Abaixo-assinado reclama por consultas médicas em Meruge

“Alguém está a faltar à palavra dada e, por isso, alguém tem que dar a cara responsabilizando-se pela grave situação criada com a ausência de médicos, na prática, desde Agosto de 2008”, refere o presidente da Junta de Freguesia de Meruge em comunicado enviado ao correiodabeiraserra.com.

Apoiado por um abaixo-assinado, composto por 271 assinaturas recolhidas numa semana e enviado à Câmara Municipal de Oliveira do Hospital, Centro de Saúde local, Ministério da Saúde e Administração Regional de Saúde do Centro (ARSC), João Abreu não aceita que a população local – cerca de 500 utentes – esteja desprovida dos cuidados primários de saúde que, desde 1987 vinham a ser prestados por dois médicos no “Posto Avaçando de Saúde de Apoio a Idosos”.

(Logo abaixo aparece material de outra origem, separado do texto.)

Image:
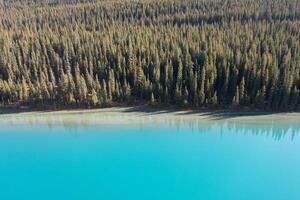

Discordante das justificações até agora dadas – “ falta de médicos, férias dos médicos e de mil outras desculpas e outras tantas promessas”, como refere em comunicado – João Abreu critica, em concreto, a “directora do até agora designado Centro de Saúde de Oliveira do Hospital” que “com o beneplácito, ou à revelia da coordenação distrital dos serviços de saúde, numa atitude prepotente, manteve o “encerramento”, de facto, deste equipamento de saúde, atentando contra elementares direitos dos utentes”.

O autarca de Meruge recorda o acordo resultante da reunião efectuada com várias juntas de freguesia do concelho, os responsáveis do Centro de Saúde e a tutela da Sub-região de Saúde de Coimbra, mediante o qual, os “Postos Avançados”, não encerrariam, sem que fosse discutida com as autarquias locais uma alternativa que significasse uma melhoria efectiva do serviço prestado.

“Este estado de coisas é insustentável e está a ter graves consequências no estado de saúde dos nossos idosos”, adianta o autarca, referindo-se ao aumento do número de acamados por falta de consulta e o número de pessoas que deixam de tomar medicação por ausência de médico que a prescreva. Destaca ainda o registo de casos “de desfecho trágico, que podem ser atribuídos à falta de acompanhamento médico regular”.

Em caso de não resolução do problema, a autarquia de Meruge e a população já equacionam a ida à ARSC, em Coimbra para reclamar uma solução.

Contactado pelo correiodabeiraserra.com, o gabinete de imprensa da ARSC remeteu, para mais tarde, esclarecimentos sobre o assunto.